Their current album, Are You Ready is a perfect example of what I'm talking about. No matter what the tempo or topic the songs, with one note worthy exception, bring the best of both worlds together. Country's heart felt emotions are rid of cheap sentimentality by a world-weary rock attitude.
Where most bands stumble when attempting this merger, "Blue Rodeo" excels: the actual crafting of the songs. On Are You Ready the predominant theme is of love lost and relationships ending. Pretty standard heartbreak country stuff you might think, that doesn’t have a hope in hell of sounding palatable. But in the hands of the song writing team of Greg Keelor and Jim Cuddy the material transcends cliché and becomes something real.
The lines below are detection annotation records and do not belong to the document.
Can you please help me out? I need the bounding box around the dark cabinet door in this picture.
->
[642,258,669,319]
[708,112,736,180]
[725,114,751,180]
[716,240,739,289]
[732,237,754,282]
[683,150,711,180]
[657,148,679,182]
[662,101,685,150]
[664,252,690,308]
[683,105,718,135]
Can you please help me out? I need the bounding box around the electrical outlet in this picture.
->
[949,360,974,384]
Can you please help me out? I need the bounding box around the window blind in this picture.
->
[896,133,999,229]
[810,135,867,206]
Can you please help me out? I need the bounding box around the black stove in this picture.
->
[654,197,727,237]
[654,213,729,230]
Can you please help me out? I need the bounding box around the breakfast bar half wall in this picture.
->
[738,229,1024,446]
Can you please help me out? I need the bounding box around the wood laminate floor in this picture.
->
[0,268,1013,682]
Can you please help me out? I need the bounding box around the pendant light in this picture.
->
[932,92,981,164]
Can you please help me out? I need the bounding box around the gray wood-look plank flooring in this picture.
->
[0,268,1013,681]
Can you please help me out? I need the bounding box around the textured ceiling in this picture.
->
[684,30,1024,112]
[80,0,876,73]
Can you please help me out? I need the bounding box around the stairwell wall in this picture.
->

"Thank you December for your cold grey air/lakes are frozen, trees are bare./I once loved her of that I am proud/just no room for me up on that cloud" Blue Rodeo "Up On That Cloud", Are You Ready 2005
Lines like that used to describe the vulnerability of an unrequited love, when you know you have no hope in hell of ever having it reciprocated, are the perfect antidote to the usual she don't know I exist moaning that passes for emotion. I don't normally associate song lyrics with poetry; most lyricists are too intent on reproducing a formula, but the imagery utilized by Keelor and Cuddy is equal to that of any poets.







Article comments
1 - Temple A. Stark
This post was chosen by the section editor as a BC pick of the week. Go HERE (link) to find out why.
And thank you
- Temple
2 - jayson
Richard,
I really like Blue Rodeo (have for sometime now), but I would quibble with the idea that too many bands don't attain a country sound because they simply add a pedal steel. A lot of great bands/artists out there are simply experimenting with pedal steel and twang, and there's no one "authentic" country sound anyway (never has been). Why shouldn't they be able to do that. I think they produce some new and sometimes quite beautiful sounds that way. And what's the matter with songs about pickup trucks. The country out of which rocknroll grew did not have a lot of lyrics like Blue Rodeo's (that you cite here). But these are minor points. I am glad that you're publicizing a group that certainly deserves it.